Larry Speight brings us his monthly column –
The burning of Los Angeles this January has more than any other extreme weather event impressed upon many people across our island that climate breakdown is a serious threat to their everyday life. These weather events include the floods that engulfed Valencia in Spain in 2024 killing 216 people, the drought in faraway Amazon which has devastated the biodiversity of the region and caused hardship to millions of people and the powerful typhoons which wreaked havoc in many regions of the world.
It is too early to know the extent to which Storm Éowyn, which left 250,000 premises in Northern Ireland and 725,00 in the Republic of Ireland without electricity can be attributed to global warming. However, as all things are connected it is likely that climatologists will attribute some of its ferocity to human behaviour.
The reason for the Los Angeles fires’ seismic impact on people’s sense of impunity is the percolation of the thought through layers of emotional resistance that if the homes, schools, health centres, places of worship and leisure facilities of the richest people in the world, living in the richest country in the world, can be erased as if hit by a nuclear bomb then a catastrophic weather event can happen to any community including one’s own.
Another reason the burning of Los Angeles awakened many to the seriousness of climate breakdown is the mythological status of the city. Los Angeles is not only the sprawling home of 4 million people but the affluent neighbourhoods embody the attributes of one of the United States’ most persuasive moral narratives, the American dream. The term, coined in 1931 by James Adam in his book The Epic of America, refers to a composite of affluence, wellbeing, technological convenience, personal fulfilment and community cohesion contained within a setting of designed elegance brought about through individual initiative and hard work.

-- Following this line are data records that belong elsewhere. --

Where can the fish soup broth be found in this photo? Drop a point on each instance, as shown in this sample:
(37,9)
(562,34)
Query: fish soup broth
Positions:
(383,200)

In the popular imagination the rich neighbourhoods that turned to ash is where the immortals lived and to see flames consume their wealth reminded us of our earthiness, that we are mortal. This is a positive thing, most especially if the realization widens our circumference of compassion and makes us steadfast in our effort to create a local economy and international economic order based on the fact that we are an integral part of nature.
The costs to nonhuman life caused by the Los Angles fires can only be estimated but we know that 27 people were killed, 100,000 people had to be evacuated, 14,000 structures were destroyed, more than 16,000 hectares burnt and the estimated financial cost is $275 billion. To put these figurers in a local context the number of people evacuated is the size of the population of Limerick or three times the combined population of Enniskillen and Omagh and its cost exceeds the annual block grant Stormont receives from Westminster by a multiple of 20.
While the fires raged data from the World Meteorological Organization confirmed that the average global temperature for 2024 was more than 1.5 C above the pre-industrial baseline breaching the target set by the 2015 Paris Agreement. New Scientist, 18 January 2025, reports that many experts in the field think that keeping the average global temperature below the 1.5 C target is unachievable in spite of the increasing use of solar and wind energy.
There is little doubt that the temperature of the planet will continue to rise if President Trump is able to implement the environmental policies outlined in his inauguration speech which includes ending the Green New Deal, exporting “American energy all over the world” and building “automobiles in America … at a rate that nobody could have dreamt possible just a few years ago.”
In the manner President Trump was able to persuade constituencies he had gravely offended to vote for him he could persuade a significant number of governments and business leaders worldwide to fall in line with his war against the biosphere in the hope of reaping short-term financial gains.
A psychological strategy Trump used was to persuade people to align their sense of identity with regressive nationalistic myths. Thus, if a person is repeatedly told that they can play a part in making their country great they may deduce that they can become great, as in significant, through supporting Trump.
In the international political arena Trump is using coercive control in the form of threats to get governments to align their stance on issues with his.
Another factor that comes into play in the mechanics of denial and self-delusion is that of simultaneously knowing and not knowing the unmentionable. Fintan O’Toole explores this in relation to the Catholic Church and the Irish State’s joint oppression of women and children from the formation of the Irish State up until the passage of enlightened legislation in the 1970s.
In his book We Don’t Know Ourselves: A Personal History of Ireland Since 1958 (2021) He writes:
Ours was a society that had developed a genius for knowing and not knowing at the same time.
Referring to a priest he says:
He knew that awareness is not acceptance, that seeing is not believing, that the obvious can remain obscure. (p.168)
Wilful blindness in the face of the obvious is not unique to Ireland but common across the globe as demonstrated by our anaemic response to the warming of the planet, our relentless extinction of nonhuman life, and the cruelty of factory farming in which animals, such as poultry, are denied the exercise of their natural inclinations and killed without every seeing the light of day.
The Labour government in the UK exemplifies this wilful blindness. Whilst they lament climate breakdown and the extinction of species they pursue the very policies that cause both. Like the priest referred to by O’Toole they act on the presumption that seeing is not believing.
The best way to detect the flaws in competing narratives and meet the ecological challenges of our time is to exercise our critical faculties and consider the legacy we ought to leave future generations whilst preparing for all manner of extreme weather events.